As motivações do estudo
As motivações para tal estudo foram: a) refletir sobre as conseqüências da falta de comprometimento em valorizar a prática do projeto no processo de planejamento urbano; b) pensar sobre os danos causados por dispersos conjuntos habitacionais de baixa densidade; c) conjecturar sobre a eficiência dos investimentos públicos e da infraestrutura; d) aferir a contribuição da intervenção na escala territorial e local; e) avaliar a qualidade da arquitetura e do urbanismo no plano de bairro; e f) analisar a contribuição da redução do déficit habitacional numa ótica sistêmica e não emergencial.
A concepção
Este ensaio de projetação entende o tema da habitação social, a partir da noção de bairro-cidade capaz de atender tanto a necessidade por moradia digna quanto a possibilidade de promover relações e transformações sociais no urbano.

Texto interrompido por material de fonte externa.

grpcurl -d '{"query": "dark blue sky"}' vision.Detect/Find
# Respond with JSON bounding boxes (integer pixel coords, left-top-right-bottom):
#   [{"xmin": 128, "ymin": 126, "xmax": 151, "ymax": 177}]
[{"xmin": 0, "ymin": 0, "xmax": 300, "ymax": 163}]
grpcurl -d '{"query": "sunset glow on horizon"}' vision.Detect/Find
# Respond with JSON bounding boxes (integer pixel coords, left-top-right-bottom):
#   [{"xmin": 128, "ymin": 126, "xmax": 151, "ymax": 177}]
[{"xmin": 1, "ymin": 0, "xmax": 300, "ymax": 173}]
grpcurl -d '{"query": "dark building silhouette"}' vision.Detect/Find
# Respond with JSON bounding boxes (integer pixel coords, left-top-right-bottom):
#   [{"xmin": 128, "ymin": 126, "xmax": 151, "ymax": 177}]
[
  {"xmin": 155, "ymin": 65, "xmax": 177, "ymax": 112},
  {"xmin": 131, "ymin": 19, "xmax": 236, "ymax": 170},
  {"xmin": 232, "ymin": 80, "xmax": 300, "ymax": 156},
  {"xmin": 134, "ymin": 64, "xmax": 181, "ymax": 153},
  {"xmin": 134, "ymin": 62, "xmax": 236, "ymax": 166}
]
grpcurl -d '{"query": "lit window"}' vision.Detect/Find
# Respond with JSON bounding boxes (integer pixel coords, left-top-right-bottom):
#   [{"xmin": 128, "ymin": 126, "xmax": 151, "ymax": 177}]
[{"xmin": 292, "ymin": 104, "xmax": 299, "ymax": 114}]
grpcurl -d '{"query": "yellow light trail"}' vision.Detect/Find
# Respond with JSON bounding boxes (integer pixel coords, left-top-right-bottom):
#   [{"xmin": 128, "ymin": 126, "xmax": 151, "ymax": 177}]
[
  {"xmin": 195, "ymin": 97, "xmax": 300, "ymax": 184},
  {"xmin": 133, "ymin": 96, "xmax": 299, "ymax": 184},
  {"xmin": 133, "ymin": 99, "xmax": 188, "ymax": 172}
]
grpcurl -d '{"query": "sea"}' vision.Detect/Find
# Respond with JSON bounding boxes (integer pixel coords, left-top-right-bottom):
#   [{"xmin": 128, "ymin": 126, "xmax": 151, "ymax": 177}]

Como prerrogativas projetuais o trabalho incorpora os seguintes aspectos: a) respeito à escala do pedestre; b) definição morfológica da quadra aberta; c) integração com o entorno; d) mistura equilibrada de usos; e) elementos indutores das relações de vizinhança; f) descentralização das áreas de lazer e estar; g) otimização do solo a partir da verticalização e h) dinâmica volumétrica a partir da combinação de diferentes tipologias arquitetônicas.
Mistura de usos: residencial, comercial, serviços e lazer
A mistura e inter-relação de usos promovem movimento nas calçadas, podendo contribuir à maior segurança nos espaços públicos pelo seu poder de vigilância ininterrupto. Nesse estudo essa premissa foi considerada na espacialidade proposta. Há quadras poliesportivas e praças de vizinhanças de forma descentralizadas, visando atender a população local e do entorno.
Além do mais, a polifuncionalidade atua como importante elemento de vitalidade urbana, visto que inúmeras relações de vizinhança são potencializadas nos heterogêneos espaços gerados.
Reflexões Críticas
Nesse estudo comparativo, ficou claro, no modelo oficial, a baixa densidade, o sub-aproveitamento do solo e a inadequação dos espaços públicos, desperdiçando, inclusive, estratégica área para futuros empreendimentos no seguimento da habitação de interesse social, uma vez que a ocupação na gleba foi total.
Além destes fatores, pela dificuldade de acesso a terra urbanizada e legalizada, o alto custo dos terrenos e a pouca oferta destes para habitação popular, o desperdício do potencial de ocupação do solo derivado do projeto equivocado se torna mais evidente e preocupante.
Para combater o déficit quantitativo de João Pessoa de 23 mil moradias essa reflexão pode e deve ser considerada nas tomadas de decisões. Neste sentido, eis o papel que a prática do projeto urbano e arquitetônico pode exercer para a construção de uma cidade mais justa, sustentável e democrática.